Ex Deo – Caligvla
I’ll completely open about my dislike of growling and death metal- even melodic death metal. Though with this latter genre I do tend to like the music more if not the vocal style. But I was intrigued by the concept of Italy’s Ex Deo, a melodic death metal band whose subject matter is ancient Roman history, something that is right up my alley, since I studied it in university. When the promo became available to me, I decided to give it a whirl, and my God, I have spun this CD so many times in the past couple of weeks it’s actually shocking. In short, I love it.
Perhaps it’s not surprising, after all, that I like this as much as I do. Not only do I enjoy the topic, Caligvla, one of Rome’s most infamous emperors – for all the wrong reasons – but because the music surprised me with its epicness, it’s buoyant symphonics, and it’s songs with a lot of energy and bounce. As one reviewer pointed out, without the death metal vocals, we’d basically have a decent symphonic power metal thing going here. Now, this reviewer also panned the album, saying that it was too accessible and not “real” death metal. But perhaps it’s the accessibility of it that is making it appeal to me, a virtual neophyte to this kind of music. True, the song structures are basically symphonic power metal, so perhaps that familiarity worked in my favour, too.
The songs are ridiculously catchy. The opener, “I Caligvla”, starts off with a regal trumpet blare, accompanied by a choir chanting something probably in Latin (I lost all my Latin years ago), and lead singer, Maurizio Iacono (also of Kataklysm, I have no idea who they are) shouting: “On this glorious day, I declare, Gaius Augustus Germanicus emperor of Rome!” The song then chugs into the super hooky chorus:
I, Caligvla am god made flesh, thy rope around your neck… this is the will of the gods!
I, Caligvla am master of all your fears, thy might colossal, these hands are drenched in blood!
In fact, Maurizio shouts a lot on this album. Almost as much as he sings. There are also a lot of theatrical elements on this CD. For instance, in “I Caligvla” there is a clip of dialogue from what I presume is the 1979 movie, Caligvla, starring Malcom McDowell as that character.
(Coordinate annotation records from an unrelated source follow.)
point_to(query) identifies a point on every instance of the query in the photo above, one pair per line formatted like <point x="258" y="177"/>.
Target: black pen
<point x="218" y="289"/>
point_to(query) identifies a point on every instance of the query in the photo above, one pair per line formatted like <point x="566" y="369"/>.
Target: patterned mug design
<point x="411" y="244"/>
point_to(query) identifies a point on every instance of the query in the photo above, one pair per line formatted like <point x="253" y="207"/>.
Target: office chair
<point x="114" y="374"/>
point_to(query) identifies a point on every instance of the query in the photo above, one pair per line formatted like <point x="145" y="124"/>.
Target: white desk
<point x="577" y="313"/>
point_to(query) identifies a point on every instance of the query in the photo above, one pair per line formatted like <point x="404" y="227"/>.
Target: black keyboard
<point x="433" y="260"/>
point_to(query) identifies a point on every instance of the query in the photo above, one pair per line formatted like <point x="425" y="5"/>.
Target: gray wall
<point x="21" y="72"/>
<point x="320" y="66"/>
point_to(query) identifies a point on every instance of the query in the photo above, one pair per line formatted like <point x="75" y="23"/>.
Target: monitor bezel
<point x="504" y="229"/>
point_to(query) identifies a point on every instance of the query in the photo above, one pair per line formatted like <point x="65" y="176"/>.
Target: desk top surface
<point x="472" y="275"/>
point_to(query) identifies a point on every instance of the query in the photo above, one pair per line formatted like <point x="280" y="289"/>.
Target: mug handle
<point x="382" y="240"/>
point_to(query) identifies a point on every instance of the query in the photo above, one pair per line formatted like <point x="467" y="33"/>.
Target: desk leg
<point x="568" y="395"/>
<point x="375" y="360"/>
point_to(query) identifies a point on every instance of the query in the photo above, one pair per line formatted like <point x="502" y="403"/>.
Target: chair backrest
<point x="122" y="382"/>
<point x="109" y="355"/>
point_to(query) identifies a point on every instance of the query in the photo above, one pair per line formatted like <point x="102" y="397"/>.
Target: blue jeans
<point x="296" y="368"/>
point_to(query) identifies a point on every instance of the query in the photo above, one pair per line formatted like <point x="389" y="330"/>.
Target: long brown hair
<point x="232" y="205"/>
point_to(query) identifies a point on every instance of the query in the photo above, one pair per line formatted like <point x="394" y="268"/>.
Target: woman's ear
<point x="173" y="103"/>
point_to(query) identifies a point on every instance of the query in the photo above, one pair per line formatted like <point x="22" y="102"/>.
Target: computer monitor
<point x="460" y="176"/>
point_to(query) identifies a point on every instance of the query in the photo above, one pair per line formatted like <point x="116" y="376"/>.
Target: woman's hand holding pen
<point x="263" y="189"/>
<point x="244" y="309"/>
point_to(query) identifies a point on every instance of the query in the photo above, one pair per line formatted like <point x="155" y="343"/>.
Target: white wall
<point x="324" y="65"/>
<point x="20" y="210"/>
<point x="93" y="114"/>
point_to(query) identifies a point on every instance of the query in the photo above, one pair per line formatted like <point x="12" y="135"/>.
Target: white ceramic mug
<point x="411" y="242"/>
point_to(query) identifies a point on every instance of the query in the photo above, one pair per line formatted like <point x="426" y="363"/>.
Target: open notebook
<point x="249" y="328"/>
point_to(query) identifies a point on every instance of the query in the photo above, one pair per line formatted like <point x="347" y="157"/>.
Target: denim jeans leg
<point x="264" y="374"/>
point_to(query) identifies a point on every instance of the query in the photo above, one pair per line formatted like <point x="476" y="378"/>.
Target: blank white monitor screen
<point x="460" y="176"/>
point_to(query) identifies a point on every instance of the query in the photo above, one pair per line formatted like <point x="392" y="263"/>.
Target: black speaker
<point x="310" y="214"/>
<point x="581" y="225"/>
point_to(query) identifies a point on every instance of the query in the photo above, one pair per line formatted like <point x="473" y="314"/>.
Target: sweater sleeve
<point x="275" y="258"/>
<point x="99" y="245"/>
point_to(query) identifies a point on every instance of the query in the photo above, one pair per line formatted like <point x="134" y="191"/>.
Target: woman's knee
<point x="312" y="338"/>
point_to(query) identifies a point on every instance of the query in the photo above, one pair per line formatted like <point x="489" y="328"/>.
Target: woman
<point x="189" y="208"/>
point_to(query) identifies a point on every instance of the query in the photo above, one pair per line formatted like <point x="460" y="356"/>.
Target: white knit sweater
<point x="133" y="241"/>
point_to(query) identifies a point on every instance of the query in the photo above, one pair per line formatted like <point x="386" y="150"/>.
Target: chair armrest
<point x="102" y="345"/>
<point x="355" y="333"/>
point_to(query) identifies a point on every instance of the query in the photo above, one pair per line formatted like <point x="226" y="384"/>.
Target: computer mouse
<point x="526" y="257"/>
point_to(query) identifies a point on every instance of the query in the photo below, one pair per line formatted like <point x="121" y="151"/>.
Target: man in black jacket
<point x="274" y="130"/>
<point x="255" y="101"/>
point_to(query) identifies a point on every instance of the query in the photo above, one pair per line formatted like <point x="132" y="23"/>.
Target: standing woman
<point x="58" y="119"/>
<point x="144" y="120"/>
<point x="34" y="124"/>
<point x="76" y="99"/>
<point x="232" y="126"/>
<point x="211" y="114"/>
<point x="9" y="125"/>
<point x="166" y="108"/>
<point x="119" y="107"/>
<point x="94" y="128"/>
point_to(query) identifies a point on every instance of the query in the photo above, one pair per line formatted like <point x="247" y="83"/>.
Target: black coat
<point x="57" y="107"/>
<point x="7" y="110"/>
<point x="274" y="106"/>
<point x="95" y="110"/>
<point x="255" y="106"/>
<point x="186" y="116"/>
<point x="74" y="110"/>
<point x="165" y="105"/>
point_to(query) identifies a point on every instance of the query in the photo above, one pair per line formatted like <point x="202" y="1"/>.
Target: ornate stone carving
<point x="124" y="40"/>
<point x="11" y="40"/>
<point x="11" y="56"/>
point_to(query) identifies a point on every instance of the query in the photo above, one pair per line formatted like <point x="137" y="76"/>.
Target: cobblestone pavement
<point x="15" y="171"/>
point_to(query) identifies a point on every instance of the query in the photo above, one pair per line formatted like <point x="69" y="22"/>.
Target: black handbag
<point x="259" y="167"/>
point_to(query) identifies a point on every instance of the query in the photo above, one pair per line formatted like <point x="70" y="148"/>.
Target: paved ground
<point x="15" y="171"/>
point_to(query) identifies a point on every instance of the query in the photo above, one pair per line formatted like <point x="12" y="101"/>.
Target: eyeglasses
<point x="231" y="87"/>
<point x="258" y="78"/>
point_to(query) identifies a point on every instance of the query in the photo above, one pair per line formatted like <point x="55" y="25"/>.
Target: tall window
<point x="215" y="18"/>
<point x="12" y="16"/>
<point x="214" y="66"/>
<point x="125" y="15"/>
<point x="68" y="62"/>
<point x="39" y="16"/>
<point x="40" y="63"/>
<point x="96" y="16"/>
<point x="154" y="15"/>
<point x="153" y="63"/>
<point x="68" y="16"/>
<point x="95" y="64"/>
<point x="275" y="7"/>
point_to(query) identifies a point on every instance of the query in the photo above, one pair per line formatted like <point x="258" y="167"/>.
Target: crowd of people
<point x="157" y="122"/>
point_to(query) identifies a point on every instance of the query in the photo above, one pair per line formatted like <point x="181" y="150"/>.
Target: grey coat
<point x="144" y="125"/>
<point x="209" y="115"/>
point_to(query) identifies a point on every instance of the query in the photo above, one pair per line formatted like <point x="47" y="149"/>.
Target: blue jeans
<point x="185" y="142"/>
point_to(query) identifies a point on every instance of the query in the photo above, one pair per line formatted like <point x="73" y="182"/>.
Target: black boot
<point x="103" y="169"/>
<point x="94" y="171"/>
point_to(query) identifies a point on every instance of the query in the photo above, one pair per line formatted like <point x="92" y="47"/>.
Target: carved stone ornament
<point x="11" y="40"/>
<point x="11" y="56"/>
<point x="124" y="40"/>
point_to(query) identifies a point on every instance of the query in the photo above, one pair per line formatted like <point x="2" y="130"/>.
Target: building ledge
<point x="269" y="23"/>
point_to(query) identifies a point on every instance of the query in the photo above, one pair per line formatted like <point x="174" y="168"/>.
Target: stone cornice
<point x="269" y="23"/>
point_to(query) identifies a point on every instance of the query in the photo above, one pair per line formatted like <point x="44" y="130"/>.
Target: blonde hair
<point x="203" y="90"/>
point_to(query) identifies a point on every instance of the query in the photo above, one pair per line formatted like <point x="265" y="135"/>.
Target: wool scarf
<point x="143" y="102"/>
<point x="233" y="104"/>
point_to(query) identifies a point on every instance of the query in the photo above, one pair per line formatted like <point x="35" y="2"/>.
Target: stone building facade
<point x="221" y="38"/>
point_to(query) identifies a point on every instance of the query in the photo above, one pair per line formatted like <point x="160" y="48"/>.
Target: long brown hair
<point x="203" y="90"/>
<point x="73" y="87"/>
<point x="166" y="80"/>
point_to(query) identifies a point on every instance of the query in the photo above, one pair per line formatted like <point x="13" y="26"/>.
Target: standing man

Another clip comes up later in the album, too, complete with whipping sounds and threats of crucifiction. There are also, father into the album, the sounds of battles, people dying, and clashes of swords. What it seems like to me is that Ex Deo’s purpose with this album is to create the soundtrack for Caligvla’s life and reign, and it works well if you look at it that way.
Caligvla was not a nice guy, so as you can guess, this is a pretty dark, bleak album thematically. And I really dug that because I felt that the music really represented the period of history well. The pounding, furious pace of some of the songs, the double bass, the dark and heavy riffing combined with more sinister orchestrations and choirs that give the atmosphere a dim feel were all so well executed to create a dramatic, goose bump-inducing listening experience.
As for the death metal vocal style, Maurizio is changing how I feel about them. I didn’t find his voice as grating as I find other death metal vocals, and I could more or less understand what he was singing, which is often a problem I have with this kind of music.
So I guess you could call me a fan. In fact, Ex Deo is on tour in North America right now with Septic Flesh, Krisiun, Melechesh, and Inquisition (non of these bands I’ve ever heard of!) and I plan on shelling out $35 on October 24 in Vancouver to go and see Ex Deo. The live version of “I Caligvla” will be worth it alone, methinks.